Now, though, FedEx is plunging into the fray with a great deal less delicacy about ruffling the feathers of the big office supply companies that send so much business its way. Last year, it acquired the Kinko's chain of 1,200 stores for US$2.4 billion, a move that analysts said was a response to the acquisition of Mail Boxes Etc by United Parcel Service (UPS), though the stores carry very few office supplies and UPS does not sell office supplies online.
Then, last month, FedEx opened FedExKinkos.com to sell more than 25,000 products, including a wide variety of office supplies and furniture. And it is making no apologies about invading its customers' turf.
"We were cognizant of the fact that the superstores like Staples, Office Depot and OfficeMax would be concerned, because they're good customers and we're getting into that business," Kenneth May, chief operating officer of FedEx Kinko's, said. "At the same time, though, they're competitors who have also been marketing at the sweet spot of our space."
May noted that these superstores had offered copying, printing and shipping services in recent years, while Kinko's has been selling office supplies in its stores for 15 years.
"Customers have been asking us why they can't get both of those things in an online experience," he said. "Their requests were what drove us into this business."
Representatives of the three retailers he mentioned either could not be reached or declined to comment last week about FedEx Kinko's initiative.
But Stacks and Stacks, a midsize housewares and office supply company based in Richmond, California, was not so reticent. The company's president, Mel Ronick, said he paid FedEx millions of dollars annually to ship products and asked, "Why would I want to do business with a company that openly competes with me?"
He said he had not yet decided whether to drop FedEx as a shipper, but he predicted the FedEx initiative would "certainly backfire when the word gets out."
For all Ronick's fuming, though, May said FedEx has had clear sailing so far.
"We expected to hear from people, but it hasn't hit the Richter scale at this point," he said.
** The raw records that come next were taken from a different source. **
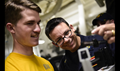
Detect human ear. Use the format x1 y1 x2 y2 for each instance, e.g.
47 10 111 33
52 41 59 47
6 23 15 34
69 24 75 32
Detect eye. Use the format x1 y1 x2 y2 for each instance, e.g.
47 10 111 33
37 20 41 25
26 21 34 25
25 20 35 25
65 30 69 35
37 22 41 25
37 22 40 25
27 22 34 25
57 38 63 44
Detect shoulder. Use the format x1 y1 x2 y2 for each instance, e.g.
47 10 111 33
34 55 47 61
5 53 19 71
34 55 52 64
5 53 15 63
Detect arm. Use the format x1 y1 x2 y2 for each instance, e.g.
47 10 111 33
92 23 115 44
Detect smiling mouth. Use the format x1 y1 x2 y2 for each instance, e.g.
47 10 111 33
31 35 39 38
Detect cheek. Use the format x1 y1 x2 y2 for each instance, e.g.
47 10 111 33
15 30 33 46
16 27 30 36
15 31 28 42
71 34 78 46
15 26 32 41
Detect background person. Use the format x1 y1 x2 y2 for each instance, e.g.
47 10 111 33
5 0 54 71
92 13 115 44
92 13 114 27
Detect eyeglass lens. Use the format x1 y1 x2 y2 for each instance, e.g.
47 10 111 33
56 30 72 46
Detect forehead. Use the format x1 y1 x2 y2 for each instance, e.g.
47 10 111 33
20 8 40 21
49 22 69 40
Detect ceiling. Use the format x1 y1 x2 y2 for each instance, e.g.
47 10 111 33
31 0 76 22
32 0 75 14
31 0 105 22
5 0 105 24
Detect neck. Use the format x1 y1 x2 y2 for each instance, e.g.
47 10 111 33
12 39 33 56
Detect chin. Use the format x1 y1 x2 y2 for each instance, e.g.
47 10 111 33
31 42 39 46
71 44 77 50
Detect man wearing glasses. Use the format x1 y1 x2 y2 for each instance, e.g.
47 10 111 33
45 17 115 71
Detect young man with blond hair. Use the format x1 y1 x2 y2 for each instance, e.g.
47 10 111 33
5 0 54 71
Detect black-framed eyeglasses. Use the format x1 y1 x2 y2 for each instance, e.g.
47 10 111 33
54 29 72 46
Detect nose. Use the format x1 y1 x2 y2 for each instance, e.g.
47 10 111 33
64 37 70 44
34 24 41 33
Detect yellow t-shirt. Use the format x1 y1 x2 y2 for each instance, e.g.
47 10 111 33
5 52 54 71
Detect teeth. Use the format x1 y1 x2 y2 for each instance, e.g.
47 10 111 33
31 35 38 37
34 35 38 37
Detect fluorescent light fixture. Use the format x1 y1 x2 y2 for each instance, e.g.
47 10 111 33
39 40 45 44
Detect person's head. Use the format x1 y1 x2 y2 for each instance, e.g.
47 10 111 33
5 0 42 47
45 17 80 52
92 13 114 27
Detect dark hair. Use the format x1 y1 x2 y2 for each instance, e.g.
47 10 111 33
45 17 69 41
5 0 41 26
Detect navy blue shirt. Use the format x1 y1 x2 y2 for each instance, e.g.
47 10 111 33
59 34 115 71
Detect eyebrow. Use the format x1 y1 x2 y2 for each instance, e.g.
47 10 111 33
27 20 35 23
25 19 41 24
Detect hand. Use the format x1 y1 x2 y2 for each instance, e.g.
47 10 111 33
91 22 115 44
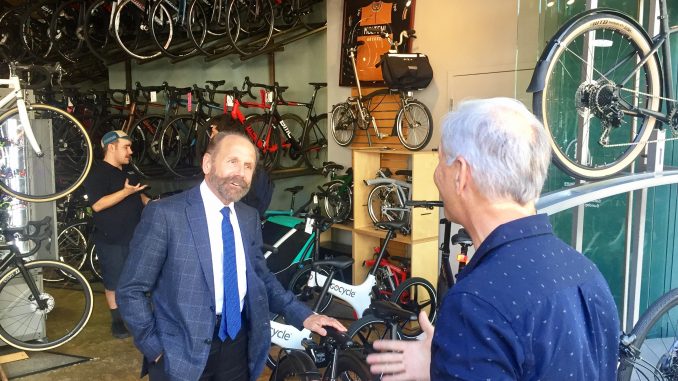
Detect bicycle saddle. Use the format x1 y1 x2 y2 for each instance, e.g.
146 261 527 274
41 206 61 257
322 326 356 350
451 228 472 245
368 300 416 323
395 169 412 177
285 186 304 194
309 82 327 88
323 163 344 173
375 221 408 233
206 80 225 88
314 256 354 270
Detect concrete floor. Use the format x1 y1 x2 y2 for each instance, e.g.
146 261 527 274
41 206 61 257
14 287 272 381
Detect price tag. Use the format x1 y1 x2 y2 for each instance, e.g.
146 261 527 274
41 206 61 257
305 218 314 234
150 91 157 102
67 97 73 107
187 92 192 112
226 95 234 107
125 93 130 105
266 90 273 103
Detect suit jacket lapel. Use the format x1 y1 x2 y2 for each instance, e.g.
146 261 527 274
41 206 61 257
186 186 216 302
And analysts said they doubted a reaction would swell up that would hurt the FedEx bottom line.
One reason, according to Dan Stanek, executive vice president of Retail Forward, a consulting firm in Columbus, Ohio, is that consolidation in the retail industry has made retailers such formidable challengers to suppliers like FedEx that they have no choice but to fight back. The growth in private-label brands -- a category of products that retailers sell under their own brand names alongside similar or identical items from their suppliers -- is but one manifestation of the retailers' growing clout and independence.
"The Web is still viewed as a few dollars of business, not something that will materially affect the retailers," Stanek said.